My installations are personal, intuitive, tactile, visual and not at all didactic but they are informed by an appreciation and an understanding of the relevant environmental issues.

AS: Although your work seems to be mostly abstracted, it readily conjures narrative elements – what does “narrative” mean to you?
Nancy Cohen: My work is abstract with specific references. In material, concept and form I am trying to balance a line between fragility and strength, survival and collapse. Individual bodies of work fall into distinct categories – imagery and ideas derive from memories of particular landscapes, primarily waterways in industrialized New Jersey (but at times farther afield), and more personal observations of human struggle, most recently, human aging. The work is narrative in as much as it is a personal reflection.

AS: Can you share what you are working on now?
Nancy Cohen: My work continues to move between a focus on waterways at the site of environmental disruption to one more directly about human experience.

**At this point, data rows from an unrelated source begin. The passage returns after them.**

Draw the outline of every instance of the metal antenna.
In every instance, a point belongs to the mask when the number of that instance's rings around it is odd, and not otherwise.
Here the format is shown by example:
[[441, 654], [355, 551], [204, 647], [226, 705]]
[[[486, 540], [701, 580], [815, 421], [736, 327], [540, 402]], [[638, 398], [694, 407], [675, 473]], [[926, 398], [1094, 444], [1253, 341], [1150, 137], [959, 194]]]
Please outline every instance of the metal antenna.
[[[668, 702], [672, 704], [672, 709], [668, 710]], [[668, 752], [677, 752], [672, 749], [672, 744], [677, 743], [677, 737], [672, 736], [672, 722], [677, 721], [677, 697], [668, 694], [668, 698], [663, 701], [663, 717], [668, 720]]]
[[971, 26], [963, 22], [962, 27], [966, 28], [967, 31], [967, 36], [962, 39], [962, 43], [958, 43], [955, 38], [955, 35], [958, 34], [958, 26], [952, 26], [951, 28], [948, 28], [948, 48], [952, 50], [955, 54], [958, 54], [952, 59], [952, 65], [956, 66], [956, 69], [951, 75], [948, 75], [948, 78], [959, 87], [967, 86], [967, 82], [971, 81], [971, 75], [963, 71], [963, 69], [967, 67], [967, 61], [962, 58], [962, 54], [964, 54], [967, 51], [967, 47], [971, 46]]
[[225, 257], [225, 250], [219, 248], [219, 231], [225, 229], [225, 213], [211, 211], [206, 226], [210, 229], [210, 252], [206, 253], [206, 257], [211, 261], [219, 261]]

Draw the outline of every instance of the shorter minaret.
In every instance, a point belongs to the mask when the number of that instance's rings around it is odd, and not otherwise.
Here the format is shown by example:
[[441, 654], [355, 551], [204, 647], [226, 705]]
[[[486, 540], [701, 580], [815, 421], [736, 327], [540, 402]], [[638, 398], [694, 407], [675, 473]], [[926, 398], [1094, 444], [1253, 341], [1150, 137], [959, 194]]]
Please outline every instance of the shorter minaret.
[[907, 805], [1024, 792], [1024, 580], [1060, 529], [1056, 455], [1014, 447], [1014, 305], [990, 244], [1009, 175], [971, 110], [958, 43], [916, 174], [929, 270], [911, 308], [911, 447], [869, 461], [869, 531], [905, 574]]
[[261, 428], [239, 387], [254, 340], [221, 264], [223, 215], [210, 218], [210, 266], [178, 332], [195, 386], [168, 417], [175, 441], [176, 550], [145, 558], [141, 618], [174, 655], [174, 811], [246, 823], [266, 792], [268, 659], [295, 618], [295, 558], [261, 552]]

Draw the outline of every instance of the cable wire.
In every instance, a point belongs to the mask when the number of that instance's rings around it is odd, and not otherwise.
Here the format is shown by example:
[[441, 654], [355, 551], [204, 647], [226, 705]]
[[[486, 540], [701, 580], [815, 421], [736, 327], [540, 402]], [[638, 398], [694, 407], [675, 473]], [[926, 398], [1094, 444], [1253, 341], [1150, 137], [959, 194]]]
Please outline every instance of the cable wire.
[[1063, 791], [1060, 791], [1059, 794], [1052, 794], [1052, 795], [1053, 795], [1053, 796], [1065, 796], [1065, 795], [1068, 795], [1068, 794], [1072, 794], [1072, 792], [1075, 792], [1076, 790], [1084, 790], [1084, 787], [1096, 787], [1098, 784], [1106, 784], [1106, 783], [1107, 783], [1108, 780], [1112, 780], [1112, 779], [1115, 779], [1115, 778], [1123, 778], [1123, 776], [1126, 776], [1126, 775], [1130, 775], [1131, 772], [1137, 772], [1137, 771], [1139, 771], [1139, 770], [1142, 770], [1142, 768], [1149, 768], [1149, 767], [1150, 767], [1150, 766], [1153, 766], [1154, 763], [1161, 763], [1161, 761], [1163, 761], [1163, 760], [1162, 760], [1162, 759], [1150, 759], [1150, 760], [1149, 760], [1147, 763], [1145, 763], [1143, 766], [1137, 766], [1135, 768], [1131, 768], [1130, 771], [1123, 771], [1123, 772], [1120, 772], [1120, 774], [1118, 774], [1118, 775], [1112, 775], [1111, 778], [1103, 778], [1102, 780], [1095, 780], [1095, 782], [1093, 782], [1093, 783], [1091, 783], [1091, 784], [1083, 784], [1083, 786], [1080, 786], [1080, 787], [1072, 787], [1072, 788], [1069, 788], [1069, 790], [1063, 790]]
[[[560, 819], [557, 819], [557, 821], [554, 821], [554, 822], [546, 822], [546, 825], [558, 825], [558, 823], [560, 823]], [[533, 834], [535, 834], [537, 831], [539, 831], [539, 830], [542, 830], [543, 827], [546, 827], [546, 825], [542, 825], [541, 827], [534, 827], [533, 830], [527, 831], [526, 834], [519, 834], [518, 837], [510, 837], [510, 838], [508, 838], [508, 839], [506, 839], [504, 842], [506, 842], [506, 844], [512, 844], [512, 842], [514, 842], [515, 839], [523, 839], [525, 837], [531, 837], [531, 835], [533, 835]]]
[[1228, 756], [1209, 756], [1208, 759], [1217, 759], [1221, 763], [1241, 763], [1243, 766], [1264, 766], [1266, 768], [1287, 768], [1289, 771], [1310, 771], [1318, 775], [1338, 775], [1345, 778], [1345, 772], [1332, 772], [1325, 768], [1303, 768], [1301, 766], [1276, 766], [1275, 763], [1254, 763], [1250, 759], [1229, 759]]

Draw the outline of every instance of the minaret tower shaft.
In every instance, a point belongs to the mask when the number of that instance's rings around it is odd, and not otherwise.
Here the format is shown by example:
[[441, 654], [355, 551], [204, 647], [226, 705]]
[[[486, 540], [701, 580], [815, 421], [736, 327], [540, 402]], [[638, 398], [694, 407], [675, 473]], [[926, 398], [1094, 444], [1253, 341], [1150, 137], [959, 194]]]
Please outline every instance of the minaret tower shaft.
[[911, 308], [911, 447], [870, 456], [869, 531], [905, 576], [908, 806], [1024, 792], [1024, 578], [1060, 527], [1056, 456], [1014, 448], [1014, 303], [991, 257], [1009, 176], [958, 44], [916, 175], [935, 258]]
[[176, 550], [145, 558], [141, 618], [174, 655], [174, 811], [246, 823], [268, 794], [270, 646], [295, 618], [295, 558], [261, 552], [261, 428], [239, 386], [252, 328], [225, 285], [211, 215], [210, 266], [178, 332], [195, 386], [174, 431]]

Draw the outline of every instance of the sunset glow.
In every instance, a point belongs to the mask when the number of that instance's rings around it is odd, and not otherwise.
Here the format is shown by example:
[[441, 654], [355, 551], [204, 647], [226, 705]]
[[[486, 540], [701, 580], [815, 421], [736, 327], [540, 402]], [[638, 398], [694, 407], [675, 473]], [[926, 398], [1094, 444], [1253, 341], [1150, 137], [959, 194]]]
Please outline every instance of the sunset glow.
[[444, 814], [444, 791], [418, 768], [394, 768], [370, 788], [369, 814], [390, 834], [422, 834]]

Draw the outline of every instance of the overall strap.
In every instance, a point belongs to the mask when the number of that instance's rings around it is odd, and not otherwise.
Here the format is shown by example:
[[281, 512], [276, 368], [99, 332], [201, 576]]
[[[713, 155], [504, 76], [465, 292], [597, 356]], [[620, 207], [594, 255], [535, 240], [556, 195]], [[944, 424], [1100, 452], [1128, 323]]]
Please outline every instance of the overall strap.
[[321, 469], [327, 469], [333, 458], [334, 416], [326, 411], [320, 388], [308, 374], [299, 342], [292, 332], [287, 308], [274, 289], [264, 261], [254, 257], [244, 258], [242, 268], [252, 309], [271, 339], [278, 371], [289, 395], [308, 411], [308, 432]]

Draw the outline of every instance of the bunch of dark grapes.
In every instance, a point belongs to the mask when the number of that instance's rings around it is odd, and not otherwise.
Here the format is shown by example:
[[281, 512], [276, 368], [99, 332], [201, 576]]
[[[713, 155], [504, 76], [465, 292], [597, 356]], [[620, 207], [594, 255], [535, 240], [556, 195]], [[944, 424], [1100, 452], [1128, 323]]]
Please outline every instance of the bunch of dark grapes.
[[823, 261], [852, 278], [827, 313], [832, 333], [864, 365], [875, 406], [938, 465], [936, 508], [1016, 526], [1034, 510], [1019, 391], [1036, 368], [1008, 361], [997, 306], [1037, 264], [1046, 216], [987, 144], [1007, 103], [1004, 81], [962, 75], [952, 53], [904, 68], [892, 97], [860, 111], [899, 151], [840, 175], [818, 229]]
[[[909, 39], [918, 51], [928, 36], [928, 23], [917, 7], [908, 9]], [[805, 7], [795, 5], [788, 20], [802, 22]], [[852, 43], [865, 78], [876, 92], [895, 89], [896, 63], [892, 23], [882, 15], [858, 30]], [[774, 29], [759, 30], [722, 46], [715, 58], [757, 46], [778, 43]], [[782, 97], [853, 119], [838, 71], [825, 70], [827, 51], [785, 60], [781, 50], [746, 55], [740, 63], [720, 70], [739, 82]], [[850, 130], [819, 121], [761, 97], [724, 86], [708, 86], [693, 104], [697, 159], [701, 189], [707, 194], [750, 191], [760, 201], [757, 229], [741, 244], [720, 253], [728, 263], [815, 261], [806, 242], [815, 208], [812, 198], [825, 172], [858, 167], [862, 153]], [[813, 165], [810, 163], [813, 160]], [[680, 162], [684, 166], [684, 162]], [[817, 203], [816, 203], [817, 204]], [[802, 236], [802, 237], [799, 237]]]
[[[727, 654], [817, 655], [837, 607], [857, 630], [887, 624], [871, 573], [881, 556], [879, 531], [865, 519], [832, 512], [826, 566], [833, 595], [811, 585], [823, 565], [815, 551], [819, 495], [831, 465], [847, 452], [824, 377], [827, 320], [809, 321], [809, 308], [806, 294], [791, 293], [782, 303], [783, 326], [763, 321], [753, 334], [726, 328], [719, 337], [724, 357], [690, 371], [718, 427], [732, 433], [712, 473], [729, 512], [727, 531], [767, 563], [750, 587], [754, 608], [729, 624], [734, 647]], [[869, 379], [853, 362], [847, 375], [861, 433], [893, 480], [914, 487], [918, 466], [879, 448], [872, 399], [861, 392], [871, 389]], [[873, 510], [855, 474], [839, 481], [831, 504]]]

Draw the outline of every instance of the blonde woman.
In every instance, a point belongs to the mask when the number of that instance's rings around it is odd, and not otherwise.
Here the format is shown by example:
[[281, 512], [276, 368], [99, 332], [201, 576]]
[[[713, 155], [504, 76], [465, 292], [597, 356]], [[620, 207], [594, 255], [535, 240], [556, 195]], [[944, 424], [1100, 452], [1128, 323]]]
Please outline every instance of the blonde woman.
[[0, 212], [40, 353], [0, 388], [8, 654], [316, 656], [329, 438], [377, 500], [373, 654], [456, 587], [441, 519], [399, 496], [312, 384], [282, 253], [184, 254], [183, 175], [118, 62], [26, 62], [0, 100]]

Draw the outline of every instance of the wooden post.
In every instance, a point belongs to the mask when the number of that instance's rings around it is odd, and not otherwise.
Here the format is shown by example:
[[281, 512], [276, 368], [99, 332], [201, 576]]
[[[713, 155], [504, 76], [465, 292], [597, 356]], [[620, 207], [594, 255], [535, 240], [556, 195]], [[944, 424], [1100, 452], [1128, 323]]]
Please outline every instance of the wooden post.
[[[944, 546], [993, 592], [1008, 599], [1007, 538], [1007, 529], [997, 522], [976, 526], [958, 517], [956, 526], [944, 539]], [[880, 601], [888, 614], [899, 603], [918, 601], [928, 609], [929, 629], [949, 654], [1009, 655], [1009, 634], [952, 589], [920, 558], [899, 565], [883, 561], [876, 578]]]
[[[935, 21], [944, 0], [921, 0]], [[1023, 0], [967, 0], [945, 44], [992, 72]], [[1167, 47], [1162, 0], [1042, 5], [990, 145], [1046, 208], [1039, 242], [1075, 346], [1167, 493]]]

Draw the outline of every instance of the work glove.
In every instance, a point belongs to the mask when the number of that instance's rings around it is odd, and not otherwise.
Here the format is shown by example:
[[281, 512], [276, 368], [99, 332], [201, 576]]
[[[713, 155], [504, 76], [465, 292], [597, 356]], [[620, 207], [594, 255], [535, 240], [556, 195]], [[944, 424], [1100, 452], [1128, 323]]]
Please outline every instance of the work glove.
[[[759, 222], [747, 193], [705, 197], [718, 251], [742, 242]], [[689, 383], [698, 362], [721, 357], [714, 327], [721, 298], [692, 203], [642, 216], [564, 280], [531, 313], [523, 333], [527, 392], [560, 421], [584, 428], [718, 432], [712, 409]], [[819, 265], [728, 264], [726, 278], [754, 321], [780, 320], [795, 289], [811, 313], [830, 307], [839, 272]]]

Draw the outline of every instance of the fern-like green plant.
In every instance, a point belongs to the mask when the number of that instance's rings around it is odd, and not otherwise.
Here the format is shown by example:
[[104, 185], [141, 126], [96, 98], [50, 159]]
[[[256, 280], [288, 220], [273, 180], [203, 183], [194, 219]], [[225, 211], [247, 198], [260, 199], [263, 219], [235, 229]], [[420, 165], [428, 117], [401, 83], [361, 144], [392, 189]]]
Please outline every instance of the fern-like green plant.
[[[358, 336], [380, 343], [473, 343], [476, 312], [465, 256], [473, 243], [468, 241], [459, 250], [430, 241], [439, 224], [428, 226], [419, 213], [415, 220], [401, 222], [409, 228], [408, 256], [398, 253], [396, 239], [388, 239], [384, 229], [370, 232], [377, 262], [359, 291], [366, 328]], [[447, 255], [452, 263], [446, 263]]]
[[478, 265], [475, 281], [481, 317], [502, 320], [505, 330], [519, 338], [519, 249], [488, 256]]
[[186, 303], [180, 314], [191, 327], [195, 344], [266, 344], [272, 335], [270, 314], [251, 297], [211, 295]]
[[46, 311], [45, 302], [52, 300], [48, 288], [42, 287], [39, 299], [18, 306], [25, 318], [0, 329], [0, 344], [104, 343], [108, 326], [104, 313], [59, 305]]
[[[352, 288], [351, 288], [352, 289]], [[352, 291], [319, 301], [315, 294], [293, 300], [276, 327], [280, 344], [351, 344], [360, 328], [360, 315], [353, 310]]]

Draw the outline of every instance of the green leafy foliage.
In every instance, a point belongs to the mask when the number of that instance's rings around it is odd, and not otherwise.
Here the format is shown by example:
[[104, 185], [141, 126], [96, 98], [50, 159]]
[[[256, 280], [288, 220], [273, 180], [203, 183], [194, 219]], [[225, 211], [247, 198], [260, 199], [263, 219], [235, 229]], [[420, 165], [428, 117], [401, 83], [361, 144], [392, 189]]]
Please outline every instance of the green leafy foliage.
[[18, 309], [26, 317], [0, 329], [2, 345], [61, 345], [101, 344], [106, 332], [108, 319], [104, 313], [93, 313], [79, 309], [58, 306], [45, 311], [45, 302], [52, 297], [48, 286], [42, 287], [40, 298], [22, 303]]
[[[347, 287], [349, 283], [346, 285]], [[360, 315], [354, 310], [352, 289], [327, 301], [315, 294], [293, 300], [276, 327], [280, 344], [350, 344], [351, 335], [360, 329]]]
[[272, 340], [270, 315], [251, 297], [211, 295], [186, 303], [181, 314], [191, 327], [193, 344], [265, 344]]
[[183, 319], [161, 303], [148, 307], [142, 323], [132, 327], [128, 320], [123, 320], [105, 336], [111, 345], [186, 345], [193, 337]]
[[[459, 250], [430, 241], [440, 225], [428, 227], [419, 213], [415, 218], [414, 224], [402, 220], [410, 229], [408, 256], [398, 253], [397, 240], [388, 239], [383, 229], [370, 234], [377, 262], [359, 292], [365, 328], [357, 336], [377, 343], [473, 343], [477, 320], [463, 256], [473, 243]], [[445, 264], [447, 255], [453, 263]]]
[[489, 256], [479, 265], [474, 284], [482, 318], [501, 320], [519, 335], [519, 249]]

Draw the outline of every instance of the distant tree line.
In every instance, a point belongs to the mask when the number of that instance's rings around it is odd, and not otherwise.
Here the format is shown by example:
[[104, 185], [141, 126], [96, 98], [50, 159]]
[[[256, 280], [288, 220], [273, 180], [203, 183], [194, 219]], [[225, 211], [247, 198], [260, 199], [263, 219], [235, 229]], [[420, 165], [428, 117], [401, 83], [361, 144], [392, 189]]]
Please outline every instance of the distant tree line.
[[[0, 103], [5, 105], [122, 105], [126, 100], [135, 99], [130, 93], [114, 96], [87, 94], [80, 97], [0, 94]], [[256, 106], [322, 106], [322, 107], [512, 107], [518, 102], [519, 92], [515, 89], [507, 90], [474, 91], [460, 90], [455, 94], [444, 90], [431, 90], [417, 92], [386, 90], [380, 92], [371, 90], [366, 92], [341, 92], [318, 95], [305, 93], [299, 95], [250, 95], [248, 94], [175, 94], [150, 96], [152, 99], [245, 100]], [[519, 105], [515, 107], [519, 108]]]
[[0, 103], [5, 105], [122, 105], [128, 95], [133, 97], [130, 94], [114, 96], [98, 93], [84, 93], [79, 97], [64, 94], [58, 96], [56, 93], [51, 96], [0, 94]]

As time goes on I see more and more parallels between the two. I had two very different kinds of residencies this past summer that bring these connections home. I am currently working on trying to integrate those experiences and make work about them.
I spent two weeks on a sailboat in Samana, Dominican Republic, with the organization Ninth Wave Global. We were immersed in both a study and experience of Samana Bay. I was spending time in exquisitely isolated and beautiful places interspersed with visiting polluted sites – it made me think. We were in conversation about the source of that pollution on both a global and local scale. I also, for the first time, learned directly from members of fishing communities about the fishing industry – the struggles of fisherman and their families; issues of overfishing, sustainable fishing, methods of fishing that are both dangerous to the fisherman and the health of the ocean; the impact of invasive plants; the complexities of fishing nets – their manufacture, repair and distribution.
I then spent a month in Eastport, Maine as an artist in residence at the Tides Institute. The extraordinary beauty and isolation of that landscape is also intimately tied to the history of the local fishing industry. During daily walks along the coast I was captivated by both enormous quantities of seaweed that would encase virtually everything on site when the tide went out, and also leave behind huge amounts of industrial detritus. The now mostly empty waterfront of Eastport was once a home to large sardine and herring industries and factories for canning those products. Overfishing and changing tastes made the industries obsolete and the factories literally crumbled into the ocean. Strong winds and tides have weathered the buildings’ bricks and they now appear as rounded stones. I was fascinated by both the piles of seaweed and the seeming return of manufactured bricks to an organic form. Forces of nature, now changed, reclaiming everything.
I am thinking about survival in a time of environmental change, on both an intimate and societal scale. I am thinking about the struggles of aging – negotiating the world, even just the day and how that connects to life’s broader problems. I am trying to put those ideas and feelings into my work.